Hätte es die Unrichtigkeit seiner Rechtsauffassung erkannt, wäre es nach der Überzeugung des Senats seiner aus § 139 ZPO (a.F. wie n.F.) folgenden Pflicht, auf Schlüssigkeitsbedenken hinzuweisen, jedoch nachgekommen und hätte den Kläger auf das Fehlen einer wirksamen Ermächtigung zur Geltendmachung der Gesellschaftsforderung im eigenen Namen aufmerksam gemacht.
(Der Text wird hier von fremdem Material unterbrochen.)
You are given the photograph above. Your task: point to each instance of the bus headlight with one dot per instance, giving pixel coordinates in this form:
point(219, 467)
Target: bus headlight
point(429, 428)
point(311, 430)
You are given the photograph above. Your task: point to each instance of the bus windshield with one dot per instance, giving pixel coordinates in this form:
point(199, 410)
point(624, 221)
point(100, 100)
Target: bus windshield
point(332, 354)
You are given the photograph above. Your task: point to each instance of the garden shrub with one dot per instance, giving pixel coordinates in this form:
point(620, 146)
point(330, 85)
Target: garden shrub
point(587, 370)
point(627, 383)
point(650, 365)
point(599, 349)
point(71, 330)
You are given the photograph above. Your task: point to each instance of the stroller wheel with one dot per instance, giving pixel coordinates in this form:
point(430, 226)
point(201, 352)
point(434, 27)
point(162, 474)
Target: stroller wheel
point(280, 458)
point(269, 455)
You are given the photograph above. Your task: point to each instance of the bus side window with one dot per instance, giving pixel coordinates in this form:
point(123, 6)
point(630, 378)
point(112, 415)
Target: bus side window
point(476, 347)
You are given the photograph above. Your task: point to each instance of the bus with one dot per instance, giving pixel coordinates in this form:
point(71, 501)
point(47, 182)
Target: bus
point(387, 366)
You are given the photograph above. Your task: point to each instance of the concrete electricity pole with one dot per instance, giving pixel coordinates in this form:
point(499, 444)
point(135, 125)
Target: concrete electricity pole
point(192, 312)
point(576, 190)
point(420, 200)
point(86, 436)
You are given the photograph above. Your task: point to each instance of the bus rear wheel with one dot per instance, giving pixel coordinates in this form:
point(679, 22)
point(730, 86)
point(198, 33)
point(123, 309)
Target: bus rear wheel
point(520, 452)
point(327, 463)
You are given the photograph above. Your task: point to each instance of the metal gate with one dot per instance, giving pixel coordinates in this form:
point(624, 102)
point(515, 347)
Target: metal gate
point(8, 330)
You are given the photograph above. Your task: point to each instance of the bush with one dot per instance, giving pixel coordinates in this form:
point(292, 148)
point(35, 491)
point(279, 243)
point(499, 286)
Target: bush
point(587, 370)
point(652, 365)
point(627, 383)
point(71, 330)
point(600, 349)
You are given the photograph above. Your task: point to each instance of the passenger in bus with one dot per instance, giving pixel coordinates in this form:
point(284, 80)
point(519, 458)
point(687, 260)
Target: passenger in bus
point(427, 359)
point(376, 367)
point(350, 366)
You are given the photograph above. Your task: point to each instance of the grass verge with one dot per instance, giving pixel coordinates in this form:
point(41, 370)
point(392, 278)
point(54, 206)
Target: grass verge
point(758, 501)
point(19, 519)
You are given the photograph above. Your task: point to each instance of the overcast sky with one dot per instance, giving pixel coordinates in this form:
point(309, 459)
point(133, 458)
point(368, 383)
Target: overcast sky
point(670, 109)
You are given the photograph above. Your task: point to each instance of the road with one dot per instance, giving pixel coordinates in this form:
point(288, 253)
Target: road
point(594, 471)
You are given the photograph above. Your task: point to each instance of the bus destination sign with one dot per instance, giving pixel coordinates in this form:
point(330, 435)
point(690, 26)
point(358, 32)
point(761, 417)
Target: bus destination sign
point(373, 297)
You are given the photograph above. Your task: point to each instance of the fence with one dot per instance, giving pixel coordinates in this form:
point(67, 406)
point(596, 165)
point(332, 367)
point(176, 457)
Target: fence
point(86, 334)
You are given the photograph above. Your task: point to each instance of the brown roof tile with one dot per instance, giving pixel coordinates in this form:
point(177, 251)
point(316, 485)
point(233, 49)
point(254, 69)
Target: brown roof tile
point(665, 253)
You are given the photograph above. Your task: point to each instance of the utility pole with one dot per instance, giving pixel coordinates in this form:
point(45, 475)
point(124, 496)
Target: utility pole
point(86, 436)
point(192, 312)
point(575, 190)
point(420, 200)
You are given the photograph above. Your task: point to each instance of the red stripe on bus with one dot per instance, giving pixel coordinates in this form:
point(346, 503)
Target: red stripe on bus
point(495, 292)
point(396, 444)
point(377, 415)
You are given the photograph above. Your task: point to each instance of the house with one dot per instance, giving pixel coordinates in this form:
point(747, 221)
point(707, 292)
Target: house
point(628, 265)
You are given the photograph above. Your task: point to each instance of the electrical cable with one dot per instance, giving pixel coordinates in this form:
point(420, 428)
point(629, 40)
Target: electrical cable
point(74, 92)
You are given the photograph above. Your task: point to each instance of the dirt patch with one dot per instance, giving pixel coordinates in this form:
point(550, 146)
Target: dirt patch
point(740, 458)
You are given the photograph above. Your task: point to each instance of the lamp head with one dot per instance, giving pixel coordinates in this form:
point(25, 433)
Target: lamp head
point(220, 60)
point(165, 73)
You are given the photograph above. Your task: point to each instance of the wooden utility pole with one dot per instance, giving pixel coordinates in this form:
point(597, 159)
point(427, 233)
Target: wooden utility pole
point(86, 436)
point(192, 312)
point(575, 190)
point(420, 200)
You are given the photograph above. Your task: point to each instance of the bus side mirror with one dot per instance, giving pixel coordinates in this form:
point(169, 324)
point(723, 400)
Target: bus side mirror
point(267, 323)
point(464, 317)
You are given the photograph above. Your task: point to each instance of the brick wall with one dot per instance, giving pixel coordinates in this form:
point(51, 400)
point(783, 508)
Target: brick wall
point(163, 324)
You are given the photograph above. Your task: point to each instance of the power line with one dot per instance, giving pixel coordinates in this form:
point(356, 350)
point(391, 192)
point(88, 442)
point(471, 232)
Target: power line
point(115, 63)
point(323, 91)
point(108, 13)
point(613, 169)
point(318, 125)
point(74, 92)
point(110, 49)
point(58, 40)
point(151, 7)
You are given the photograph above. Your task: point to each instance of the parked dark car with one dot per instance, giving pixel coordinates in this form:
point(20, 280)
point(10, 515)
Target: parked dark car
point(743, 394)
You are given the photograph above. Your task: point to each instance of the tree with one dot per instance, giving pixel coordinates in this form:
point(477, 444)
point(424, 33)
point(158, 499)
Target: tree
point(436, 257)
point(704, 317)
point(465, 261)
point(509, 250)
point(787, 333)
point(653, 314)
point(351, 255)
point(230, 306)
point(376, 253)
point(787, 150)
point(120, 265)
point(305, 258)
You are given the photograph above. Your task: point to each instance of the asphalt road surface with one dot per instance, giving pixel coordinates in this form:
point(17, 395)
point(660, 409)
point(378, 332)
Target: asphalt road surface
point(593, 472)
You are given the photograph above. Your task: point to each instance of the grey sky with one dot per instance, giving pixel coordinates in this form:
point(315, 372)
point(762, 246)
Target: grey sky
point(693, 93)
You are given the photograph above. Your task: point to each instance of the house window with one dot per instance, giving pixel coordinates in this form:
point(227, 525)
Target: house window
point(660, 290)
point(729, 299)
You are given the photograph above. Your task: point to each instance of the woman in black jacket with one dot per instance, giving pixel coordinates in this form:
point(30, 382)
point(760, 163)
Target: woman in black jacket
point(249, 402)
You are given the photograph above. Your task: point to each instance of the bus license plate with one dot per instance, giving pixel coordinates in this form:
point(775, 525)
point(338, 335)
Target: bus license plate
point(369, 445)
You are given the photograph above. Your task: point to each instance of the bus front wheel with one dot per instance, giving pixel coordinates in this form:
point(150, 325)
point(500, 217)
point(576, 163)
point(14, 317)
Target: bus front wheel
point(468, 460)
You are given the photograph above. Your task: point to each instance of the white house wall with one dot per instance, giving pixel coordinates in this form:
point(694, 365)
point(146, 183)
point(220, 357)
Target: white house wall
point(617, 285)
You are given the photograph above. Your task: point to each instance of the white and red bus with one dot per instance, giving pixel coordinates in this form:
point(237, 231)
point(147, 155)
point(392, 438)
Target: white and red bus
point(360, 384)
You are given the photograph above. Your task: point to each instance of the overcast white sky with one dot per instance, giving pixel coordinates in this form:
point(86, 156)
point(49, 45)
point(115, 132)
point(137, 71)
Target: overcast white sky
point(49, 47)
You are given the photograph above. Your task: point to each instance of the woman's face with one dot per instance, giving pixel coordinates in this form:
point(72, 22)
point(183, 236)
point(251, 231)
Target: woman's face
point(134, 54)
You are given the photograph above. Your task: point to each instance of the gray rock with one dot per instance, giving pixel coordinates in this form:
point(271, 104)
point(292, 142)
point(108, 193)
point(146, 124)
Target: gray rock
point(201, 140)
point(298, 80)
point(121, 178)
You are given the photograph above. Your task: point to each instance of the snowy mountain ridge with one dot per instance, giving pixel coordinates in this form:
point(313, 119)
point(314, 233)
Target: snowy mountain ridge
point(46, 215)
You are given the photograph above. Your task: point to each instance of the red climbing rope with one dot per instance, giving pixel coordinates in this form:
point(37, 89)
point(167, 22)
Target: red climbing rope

Der Kläger ist daher so zu stellen, wie er ohne den Rechtsirrtum des Berufungsgerichts gestanden hätte: Ihm ist Gelegenheit zu geben, den Parteiwechsel in der Berufungsinstanz vorzunehmen.

III. Demnach ist das angefochtene Urteil aufzuheben und die Sache an das Berufungsgericht zurückzuverweisen, das nach Durchführung des Parteiwechsels und gegebenenfalls ergänzender Anhörung der Parteien über den von der Beklagten erhobenen Tilgungseinwand zu entscheiden haben wird.